Obesity may be responsible for a staggering 18 percent of deaths among both white and black Americans aged 40 to 85, according to a new study by researchers at Columbia University’s School of Public Health. If the new findings are accurate, the disease may actually kill triple the number of people estimated by previous studies.
The study authors say that existing research has undershot obesity-related mortality by neglecting to factor in generational changes. Since American obesity rates have been on the rise over the past three decades (although they have experienced a slowdown in recent years) and often forms during childhood, the disease can have a long-term snowball effect that the researchers say have gone unappreciated.
“A 5-year-old growing up today is living in an environment where obesity is much more the norm than was the case for a 5-year-old a generation or two ago,” wrote study co-author Bruce Link in a statement. “Drink sizes are bigger, clothes are bigger and greater numbers of a child’s peers are obese. And once someone is obese, it is very difficult to undo. So, it stands to reason that we won’t see the worst of the epidemic until the current generation of children grows old.”
Researchers cited the example of white men between the ages of 65 and 70 to make their point. This demographic has been succumbing to obesity-related conditions like heart attack and stroke in increasing numbers. Lead study author Ryan Masters worries that the epidemic could get even worse in the future because of the high number of Americans growing up with childhood obesity.

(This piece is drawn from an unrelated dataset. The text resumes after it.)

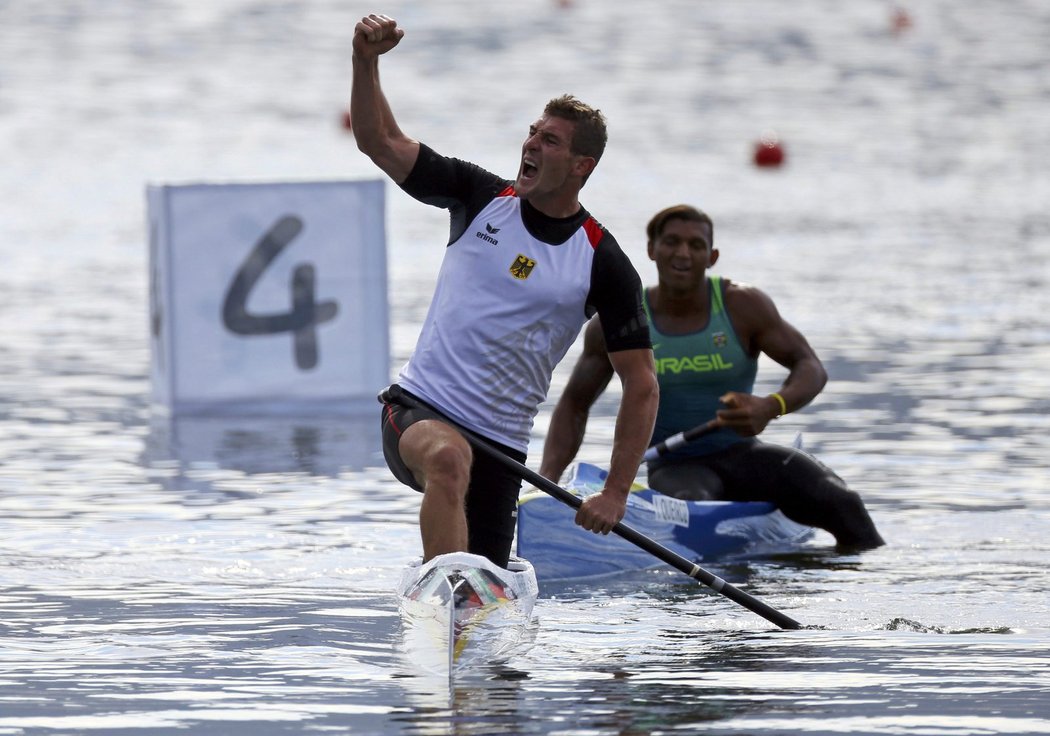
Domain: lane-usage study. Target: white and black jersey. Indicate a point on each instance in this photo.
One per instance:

Critics questioned whether the researchers’ methodology was more sound than current ways of calculating obesity-related deaths. Part of the problem is that the Centers for Disease Control (CDC), which tracks these trends for the U.S. government, doesn’t use “obesity” as an official disease that can be attributable as a cause of death. The CDC only considers the diseases caused by obesity, like heart attacks and strokes.
Masters and his fellow researchers used self-reported BMI data and compared them against death certificates to come up with their figures. But some say that method ignores non-obesity factors that can cause the same types of fatal conditions as obesity. “They didn’t account for smoking other risk factors like alcohol consumption,” said Kenneth Thorpe, a former Health and Human Services department official and health policy expert at Emory University, in an interview with the Associated Press. “The study doesn’t account for health insurance status, and we know that contributes to mortality rates.”
Regardless of what the true number is, one thing is clear: obesity presents a clear public health threat that also comprises between 10 and 15 percent of all private and public insurance costs. In recent months, the CDC has found positive indications that American adults’ obesity rate is undergoing a slowdown. The agency also found a significant drop in childhood obesity for the first time in its history earlier in August.